Matthew-yes was not a question. It was a summons to urgency and truth. And he told her the name of the magazine and who was on the cover and what was inside, sticking to the romances and heartbreaks of the stars, and Sister seemed interested and pleased.

He was surprised and encouraged and became less tentative, describing the Hollywood homes of certain stars, and Sister asked little leading questions, trying to obscure her interest by looking out the window, and he grew confident and expansive, speaking rapidly and more or less uncontrollably, making things up when he couldn't recall the details of a story or a photograph, feeling a sense of desperate elation, and Sister was eating it up.

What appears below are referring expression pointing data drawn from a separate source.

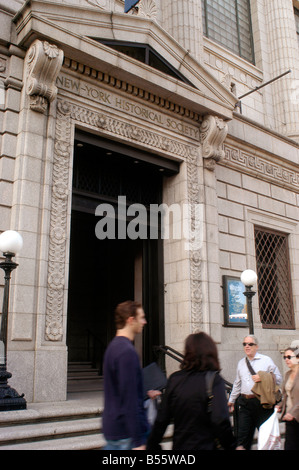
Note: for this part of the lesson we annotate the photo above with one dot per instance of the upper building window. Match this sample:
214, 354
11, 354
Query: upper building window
146, 54
297, 22
228, 22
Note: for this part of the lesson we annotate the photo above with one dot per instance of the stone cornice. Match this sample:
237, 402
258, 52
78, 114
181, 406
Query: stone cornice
107, 79
72, 33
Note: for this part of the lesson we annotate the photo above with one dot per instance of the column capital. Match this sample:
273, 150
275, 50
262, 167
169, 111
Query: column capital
43, 64
213, 133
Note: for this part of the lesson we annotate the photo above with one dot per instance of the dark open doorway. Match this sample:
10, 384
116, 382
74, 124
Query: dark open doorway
105, 272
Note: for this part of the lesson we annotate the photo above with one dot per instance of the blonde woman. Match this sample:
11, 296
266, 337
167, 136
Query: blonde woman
290, 404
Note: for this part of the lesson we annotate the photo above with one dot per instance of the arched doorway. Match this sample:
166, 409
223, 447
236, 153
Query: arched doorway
104, 272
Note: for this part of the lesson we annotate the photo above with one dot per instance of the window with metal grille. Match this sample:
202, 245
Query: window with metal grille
228, 22
274, 280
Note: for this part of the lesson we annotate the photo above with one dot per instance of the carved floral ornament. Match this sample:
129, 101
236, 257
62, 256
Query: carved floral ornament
43, 64
213, 133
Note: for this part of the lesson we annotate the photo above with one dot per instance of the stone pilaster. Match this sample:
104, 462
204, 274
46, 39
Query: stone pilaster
284, 55
213, 133
30, 216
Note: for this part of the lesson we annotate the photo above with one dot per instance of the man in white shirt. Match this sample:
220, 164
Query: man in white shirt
251, 413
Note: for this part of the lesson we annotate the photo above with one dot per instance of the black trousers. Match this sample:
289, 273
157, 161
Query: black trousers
251, 415
292, 435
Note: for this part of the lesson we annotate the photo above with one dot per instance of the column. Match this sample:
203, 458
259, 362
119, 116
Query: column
34, 358
284, 55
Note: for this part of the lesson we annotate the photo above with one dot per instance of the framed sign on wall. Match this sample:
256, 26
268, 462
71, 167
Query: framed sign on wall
235, 306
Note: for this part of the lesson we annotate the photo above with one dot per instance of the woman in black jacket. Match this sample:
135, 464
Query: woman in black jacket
185, 402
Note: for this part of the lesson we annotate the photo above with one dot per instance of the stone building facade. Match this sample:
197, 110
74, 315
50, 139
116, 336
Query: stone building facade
87, 92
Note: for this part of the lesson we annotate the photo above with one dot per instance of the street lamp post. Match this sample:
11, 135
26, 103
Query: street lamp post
249, 278
11, 242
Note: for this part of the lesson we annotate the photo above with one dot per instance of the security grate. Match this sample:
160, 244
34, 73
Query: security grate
274, 282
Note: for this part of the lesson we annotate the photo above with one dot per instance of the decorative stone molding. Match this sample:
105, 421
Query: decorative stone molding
68, 114
43, 62
256, 165
213, 133
148, 9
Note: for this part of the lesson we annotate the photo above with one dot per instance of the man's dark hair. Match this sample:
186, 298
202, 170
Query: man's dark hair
124, 311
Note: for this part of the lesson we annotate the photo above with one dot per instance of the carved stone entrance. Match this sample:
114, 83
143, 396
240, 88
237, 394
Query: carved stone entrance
104, 272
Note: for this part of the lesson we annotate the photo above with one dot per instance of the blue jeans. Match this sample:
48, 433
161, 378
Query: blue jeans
121, 444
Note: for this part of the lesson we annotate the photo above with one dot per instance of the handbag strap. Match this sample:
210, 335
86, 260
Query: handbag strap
209, 378
251, 370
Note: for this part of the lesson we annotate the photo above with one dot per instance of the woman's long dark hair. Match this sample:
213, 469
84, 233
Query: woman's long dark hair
200, 353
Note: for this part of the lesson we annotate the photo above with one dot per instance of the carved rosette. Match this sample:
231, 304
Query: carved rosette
43, 64
148, 9
213, 133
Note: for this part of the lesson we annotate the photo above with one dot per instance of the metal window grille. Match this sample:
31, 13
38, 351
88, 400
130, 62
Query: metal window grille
228, 22
274, 280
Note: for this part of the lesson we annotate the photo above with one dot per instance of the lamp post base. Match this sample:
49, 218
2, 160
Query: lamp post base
10, 400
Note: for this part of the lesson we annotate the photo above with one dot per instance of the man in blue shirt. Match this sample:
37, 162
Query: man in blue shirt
250, 411
125, 423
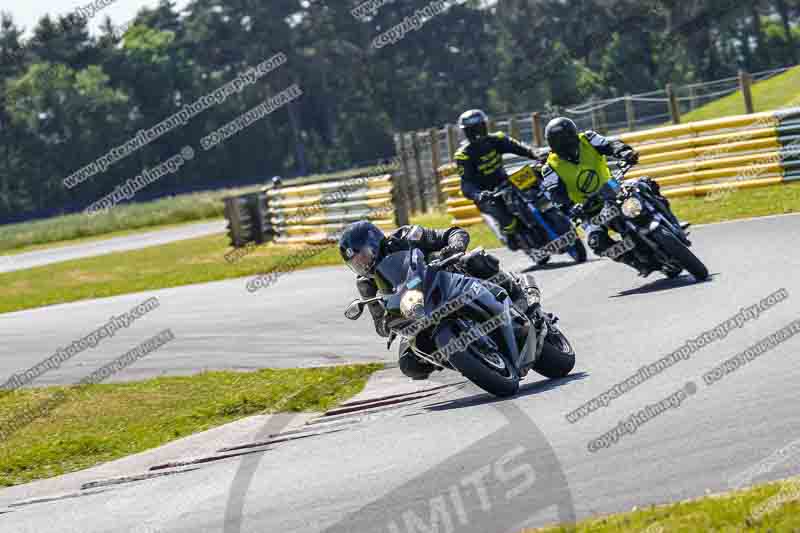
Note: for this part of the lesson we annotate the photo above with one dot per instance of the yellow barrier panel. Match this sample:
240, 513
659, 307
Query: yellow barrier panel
731, 172
328, 238
705, 140
706, 164
737, 121
343, 206
465, 211
301, 201
711, 151
319, 188
701, 190
459, 201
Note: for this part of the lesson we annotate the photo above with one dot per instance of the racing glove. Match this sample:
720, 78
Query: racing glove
484, 197
576, 211
630, 156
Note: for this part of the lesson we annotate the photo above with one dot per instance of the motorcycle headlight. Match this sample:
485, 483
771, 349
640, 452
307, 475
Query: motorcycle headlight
412, 304
631, 208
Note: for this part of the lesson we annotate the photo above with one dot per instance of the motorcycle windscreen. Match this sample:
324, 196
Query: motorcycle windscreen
398, 267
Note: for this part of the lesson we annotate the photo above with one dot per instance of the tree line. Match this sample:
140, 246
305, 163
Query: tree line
69, 96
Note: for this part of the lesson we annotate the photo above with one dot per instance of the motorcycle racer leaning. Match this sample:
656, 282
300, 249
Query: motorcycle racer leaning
479, 161
363, 245
576, 168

She knew a lot about the stars. Their favorite flavors and worst insect bites and their wallflower nights in high school. Their basic everydayness inside the cosmetic surgeries and tragic marriages. She looked out the window and asked him sly testing questions and dropped little comments here and there.

He was able to stand outside the scene, hearing his own voice, watching the babbling boy at ease in the company of the hooded nun. But he wasn't completely unwary. It was her after all, habit and hood. The cloth was daunting. She was all cloth. She was a wall of laundered cloth. A woman of the cloth.

In the schoolyard after lunch Richard Stasiak did an amazing thing. Matty saw it without knowing for a moment quite what he'd seen. Richard Stasiak wore underwear so shabby and itchy and threadbare that he unbuttoned his fly and stuck his hand in there and pulled the underwear right off his body, yanking the ratty thing out of his fly and throwing it at Mary Feeley, who skipped away backwards, hands to her mouth as if she'd seen something it was best to keep unspoken.

Then they all went into class again.

Nick grabbed a ride every morning with another packer in the plant, waiting on a cold corner in the dark and then driving down to the ass-end of the Bronx where one river does a curl into the other and the icecream plant sits in the weeds like a pygmy prison on the Zambezi and this was better than taking the train in the lockstep drudge of the rush.